Fully Funded Subway Action Plan Allows For Accelerated Work on Continuously Welded Rail, Which Reduces Track Related Delays
MTA Will Double Rate of Continuously Welded Rail Installations from 19.9 Miles to 39.8 Miles of Track
Governor Andrew M. Cuomo today toured the Avenue M Station in the Midwood section of Brooklyn to demonstrate track improvement work that will be accelerated now that the Subway Action Plan is fully funded. Some 39.8 miles of track will be outfitted with continuously welded rail, which eliminates rail joints in the system that can serve as key points of failure and cause delays. Increased continuously welded rail will produce a safer, quieter, more stable and comfortable ride for customers. Thanks to full funding of the action plan, the MTA will double the rate it is installing continuous welded rail, from 19.9 miles to 39.8 miles of track by the end of the year.
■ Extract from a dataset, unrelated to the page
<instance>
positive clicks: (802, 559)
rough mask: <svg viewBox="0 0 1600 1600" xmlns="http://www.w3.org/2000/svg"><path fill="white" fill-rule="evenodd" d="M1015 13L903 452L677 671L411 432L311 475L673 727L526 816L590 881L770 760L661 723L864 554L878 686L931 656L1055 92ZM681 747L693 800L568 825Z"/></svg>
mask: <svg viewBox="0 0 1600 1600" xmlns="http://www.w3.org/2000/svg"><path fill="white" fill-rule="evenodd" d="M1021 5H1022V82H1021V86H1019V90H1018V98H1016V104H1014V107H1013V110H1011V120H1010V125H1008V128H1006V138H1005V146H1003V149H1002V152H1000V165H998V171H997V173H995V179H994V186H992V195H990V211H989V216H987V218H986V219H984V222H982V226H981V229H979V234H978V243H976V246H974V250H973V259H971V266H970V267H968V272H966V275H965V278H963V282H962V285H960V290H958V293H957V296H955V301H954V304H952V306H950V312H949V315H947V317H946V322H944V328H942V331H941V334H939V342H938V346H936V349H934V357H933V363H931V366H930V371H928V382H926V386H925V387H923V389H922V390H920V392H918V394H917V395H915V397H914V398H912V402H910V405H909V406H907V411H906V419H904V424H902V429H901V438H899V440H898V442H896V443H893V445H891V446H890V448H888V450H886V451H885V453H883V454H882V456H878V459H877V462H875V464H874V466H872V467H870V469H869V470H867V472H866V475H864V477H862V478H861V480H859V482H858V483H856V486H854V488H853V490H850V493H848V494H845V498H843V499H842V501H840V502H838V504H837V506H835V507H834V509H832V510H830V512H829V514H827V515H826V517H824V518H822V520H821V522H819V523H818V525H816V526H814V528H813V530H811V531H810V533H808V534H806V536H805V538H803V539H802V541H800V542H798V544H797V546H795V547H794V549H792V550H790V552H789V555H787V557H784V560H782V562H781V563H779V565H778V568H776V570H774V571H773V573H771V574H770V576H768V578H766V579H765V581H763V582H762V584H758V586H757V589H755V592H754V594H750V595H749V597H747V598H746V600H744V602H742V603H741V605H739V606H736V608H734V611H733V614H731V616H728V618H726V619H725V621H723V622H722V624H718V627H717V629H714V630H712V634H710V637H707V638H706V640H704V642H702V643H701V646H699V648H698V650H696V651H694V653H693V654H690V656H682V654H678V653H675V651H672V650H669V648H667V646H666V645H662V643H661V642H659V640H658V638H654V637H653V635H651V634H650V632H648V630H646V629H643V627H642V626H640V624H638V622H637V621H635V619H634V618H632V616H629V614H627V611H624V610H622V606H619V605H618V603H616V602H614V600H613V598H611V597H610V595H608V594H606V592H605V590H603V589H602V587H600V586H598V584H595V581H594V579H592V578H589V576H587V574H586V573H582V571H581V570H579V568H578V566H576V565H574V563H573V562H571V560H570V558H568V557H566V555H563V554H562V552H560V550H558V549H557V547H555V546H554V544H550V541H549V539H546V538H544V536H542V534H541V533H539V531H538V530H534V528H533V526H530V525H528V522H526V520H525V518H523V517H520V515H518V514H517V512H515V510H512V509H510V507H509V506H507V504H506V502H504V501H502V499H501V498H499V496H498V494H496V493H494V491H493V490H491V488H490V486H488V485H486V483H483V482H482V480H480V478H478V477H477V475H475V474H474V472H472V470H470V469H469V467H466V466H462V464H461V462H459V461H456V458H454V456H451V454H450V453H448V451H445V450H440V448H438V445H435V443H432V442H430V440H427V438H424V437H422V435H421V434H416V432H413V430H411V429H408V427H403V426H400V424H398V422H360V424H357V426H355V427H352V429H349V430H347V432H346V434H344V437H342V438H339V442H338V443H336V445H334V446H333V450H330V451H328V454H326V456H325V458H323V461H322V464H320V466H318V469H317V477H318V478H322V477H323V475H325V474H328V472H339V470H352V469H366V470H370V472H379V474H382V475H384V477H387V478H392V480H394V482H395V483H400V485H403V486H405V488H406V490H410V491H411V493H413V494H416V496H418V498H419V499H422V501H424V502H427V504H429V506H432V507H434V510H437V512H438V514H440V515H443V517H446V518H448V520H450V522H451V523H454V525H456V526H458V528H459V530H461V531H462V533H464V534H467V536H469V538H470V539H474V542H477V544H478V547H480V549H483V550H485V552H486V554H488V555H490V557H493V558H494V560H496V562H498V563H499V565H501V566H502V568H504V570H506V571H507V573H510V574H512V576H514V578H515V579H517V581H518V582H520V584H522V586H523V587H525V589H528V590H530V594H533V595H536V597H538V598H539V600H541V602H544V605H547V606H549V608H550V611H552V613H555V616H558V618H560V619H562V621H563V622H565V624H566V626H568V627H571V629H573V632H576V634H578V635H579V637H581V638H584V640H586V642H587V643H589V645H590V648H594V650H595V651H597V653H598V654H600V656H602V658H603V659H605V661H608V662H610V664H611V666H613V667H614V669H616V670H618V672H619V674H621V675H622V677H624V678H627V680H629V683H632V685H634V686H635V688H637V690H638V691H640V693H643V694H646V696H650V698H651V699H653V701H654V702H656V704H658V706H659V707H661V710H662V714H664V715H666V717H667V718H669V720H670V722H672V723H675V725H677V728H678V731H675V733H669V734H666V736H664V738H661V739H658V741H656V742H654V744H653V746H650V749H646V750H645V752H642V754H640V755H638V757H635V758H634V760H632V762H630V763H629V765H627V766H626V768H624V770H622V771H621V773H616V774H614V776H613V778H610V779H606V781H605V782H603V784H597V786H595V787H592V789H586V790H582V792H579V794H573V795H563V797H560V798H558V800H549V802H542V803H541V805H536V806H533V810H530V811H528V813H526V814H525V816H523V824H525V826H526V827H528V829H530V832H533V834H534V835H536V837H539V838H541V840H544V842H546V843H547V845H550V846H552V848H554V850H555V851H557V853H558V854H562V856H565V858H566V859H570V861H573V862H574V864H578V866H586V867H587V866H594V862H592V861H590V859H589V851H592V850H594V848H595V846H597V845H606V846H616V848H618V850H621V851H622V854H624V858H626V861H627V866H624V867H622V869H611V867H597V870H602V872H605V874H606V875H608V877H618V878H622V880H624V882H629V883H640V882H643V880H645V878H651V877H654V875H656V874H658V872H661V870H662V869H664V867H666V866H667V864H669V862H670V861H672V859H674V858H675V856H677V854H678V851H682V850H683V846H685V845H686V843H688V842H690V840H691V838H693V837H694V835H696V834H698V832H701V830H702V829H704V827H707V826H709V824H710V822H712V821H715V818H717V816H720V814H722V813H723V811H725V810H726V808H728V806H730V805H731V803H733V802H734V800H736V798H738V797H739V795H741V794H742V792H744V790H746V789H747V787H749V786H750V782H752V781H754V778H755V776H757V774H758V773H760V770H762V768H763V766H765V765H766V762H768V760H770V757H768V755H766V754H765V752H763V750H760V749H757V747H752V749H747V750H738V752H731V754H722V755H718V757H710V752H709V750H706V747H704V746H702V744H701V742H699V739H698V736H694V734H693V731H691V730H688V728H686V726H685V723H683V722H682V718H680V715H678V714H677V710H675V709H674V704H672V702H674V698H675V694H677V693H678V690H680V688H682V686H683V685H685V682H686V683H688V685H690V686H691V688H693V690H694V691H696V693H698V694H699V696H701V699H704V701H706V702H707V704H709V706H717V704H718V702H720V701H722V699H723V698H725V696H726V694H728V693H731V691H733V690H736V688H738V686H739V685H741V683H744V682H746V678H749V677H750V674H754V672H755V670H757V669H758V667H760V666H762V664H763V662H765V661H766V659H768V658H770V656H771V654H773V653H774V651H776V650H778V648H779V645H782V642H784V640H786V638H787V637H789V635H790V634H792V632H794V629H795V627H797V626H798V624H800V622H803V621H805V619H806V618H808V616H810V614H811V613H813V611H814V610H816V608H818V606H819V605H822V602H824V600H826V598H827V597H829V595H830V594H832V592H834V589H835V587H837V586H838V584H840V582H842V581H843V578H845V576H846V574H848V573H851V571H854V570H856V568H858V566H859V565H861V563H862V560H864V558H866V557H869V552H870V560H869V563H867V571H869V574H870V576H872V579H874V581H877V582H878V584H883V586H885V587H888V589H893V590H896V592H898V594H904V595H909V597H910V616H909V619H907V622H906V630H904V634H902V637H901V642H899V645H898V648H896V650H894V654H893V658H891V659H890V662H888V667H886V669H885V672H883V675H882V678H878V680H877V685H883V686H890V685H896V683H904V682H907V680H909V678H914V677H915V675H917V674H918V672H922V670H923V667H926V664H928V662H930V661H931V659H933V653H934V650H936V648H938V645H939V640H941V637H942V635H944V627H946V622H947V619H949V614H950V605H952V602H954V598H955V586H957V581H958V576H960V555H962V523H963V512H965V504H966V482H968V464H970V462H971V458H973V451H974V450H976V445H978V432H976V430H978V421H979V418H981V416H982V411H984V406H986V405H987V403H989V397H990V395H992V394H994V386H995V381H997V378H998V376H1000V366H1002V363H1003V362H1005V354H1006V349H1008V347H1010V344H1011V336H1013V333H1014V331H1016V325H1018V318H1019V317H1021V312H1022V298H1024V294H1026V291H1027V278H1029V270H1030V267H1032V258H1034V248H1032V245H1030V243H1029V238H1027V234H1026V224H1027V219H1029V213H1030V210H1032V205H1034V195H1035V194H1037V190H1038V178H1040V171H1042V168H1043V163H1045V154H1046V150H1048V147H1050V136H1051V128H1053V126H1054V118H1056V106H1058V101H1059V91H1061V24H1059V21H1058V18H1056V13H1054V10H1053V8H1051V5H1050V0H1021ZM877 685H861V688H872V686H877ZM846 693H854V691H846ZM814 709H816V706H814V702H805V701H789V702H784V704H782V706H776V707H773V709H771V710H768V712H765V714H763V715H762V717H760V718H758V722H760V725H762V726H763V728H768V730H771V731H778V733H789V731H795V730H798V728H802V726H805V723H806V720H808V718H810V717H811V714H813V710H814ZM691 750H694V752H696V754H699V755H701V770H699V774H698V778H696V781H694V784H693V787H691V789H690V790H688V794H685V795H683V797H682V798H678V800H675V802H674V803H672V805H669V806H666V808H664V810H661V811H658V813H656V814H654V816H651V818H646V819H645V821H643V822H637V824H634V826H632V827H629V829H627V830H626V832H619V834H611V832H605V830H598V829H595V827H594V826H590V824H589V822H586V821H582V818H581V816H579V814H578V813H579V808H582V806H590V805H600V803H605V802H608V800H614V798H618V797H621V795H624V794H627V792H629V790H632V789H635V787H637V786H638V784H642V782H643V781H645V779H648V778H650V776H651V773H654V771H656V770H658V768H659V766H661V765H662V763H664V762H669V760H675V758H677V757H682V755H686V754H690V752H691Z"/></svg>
"With the Subway Action Plan now fully funded, the MTA is accelerating critical maintenance and repair work to provide badly needed relief to riders," Governor Cuomo said. "Ensuring as much of the system is running on continuously welded rail as possible is a critical component of the Subway Action Plan and will provide New Yorkers with a smoother and more reliable subway ride."
Governor Cuomo, MTA Chairman Lhota, MTA Senior Vice President of Subways Sally Librera and MTA workers demonstrated a boutet weld on a track on the Brighton Line (B)(Q) of the subway system, just one of roughly 390 remaining such welds set to take place system wide as part of track welding work associated with the Subway Action Plan. The Governor, Chairman Lhota and Senior Vice President Librera also viewed segments of previously defective track that has been removed and replaced as part of the Subway Action Plan. The additional funding will now allow the MTA to remove upwards of 10,000 backlogged defects.
Continuously welded rail is a construction technology that helps increase the rate at which new rail is installed. On traditional rails, most breaks occur at or near the rail joint, but continuously welded rail merges rails to form one uninterrupted rail. That results in fewer stress points and a smoother and quieter ride for customers. Continuously welded rails help limit the number of subway car breakdowns. Some have compared the effects of continuously welded rail work to what filling potholes can with respect to reducing auto repairs. Continuously welded rails come with rubber plates that help limit vibrations. Roughly 440 miles of the city’s subway tracks are eligible for continuously welded rail work, with 386.8 miles having now been converted.
"With the Subway Action Plan now fully funded, the MTA is accelerating critical maintenance and repair work to provide badly needed relief to riders..."
A boutet weld is a thermite (molten metal) welding process used to attach two rails with a weld instead of joint bars. Workers cut a 1" welding gap between the two rails using an abrasive saw. They then vertically adjust the weld so that when the weld cools, it will not be low, and they horizontally adjust the rail so that the gauge sides align. The workers then apply the molds, centered over the rail gap ends. The mold is preheated, and the diverter plug is placed into the molds. A crucible is placed on top of the molds and the ignitor is lit, pushing into the middle of the charge as the crucible cover is placed. A reaction then occurs, pouring the molten metal material into the molds. The molds are filled and slag (excess) flows into the sag basin. 5 minutes after the mold is filled, the slag basin and crucible are removed. A de-molder is then set over the weld in order to remove any excess mold. The mold is sheared using a hydraulic shearer, and the rail is profiled using a grinder.
"The Subway Action Plan is about maintaining our system and too often, the important work of maintenance is forgotten when we discuss ways of improving the subways for our customers," said MTA Chairman Lhota. "I'm thankful that our Governor understands this and that he's worked tirelessly to help provide the necessary resources to the workers at New York City Transit so that they can bring the system back to a place where we all want it to be."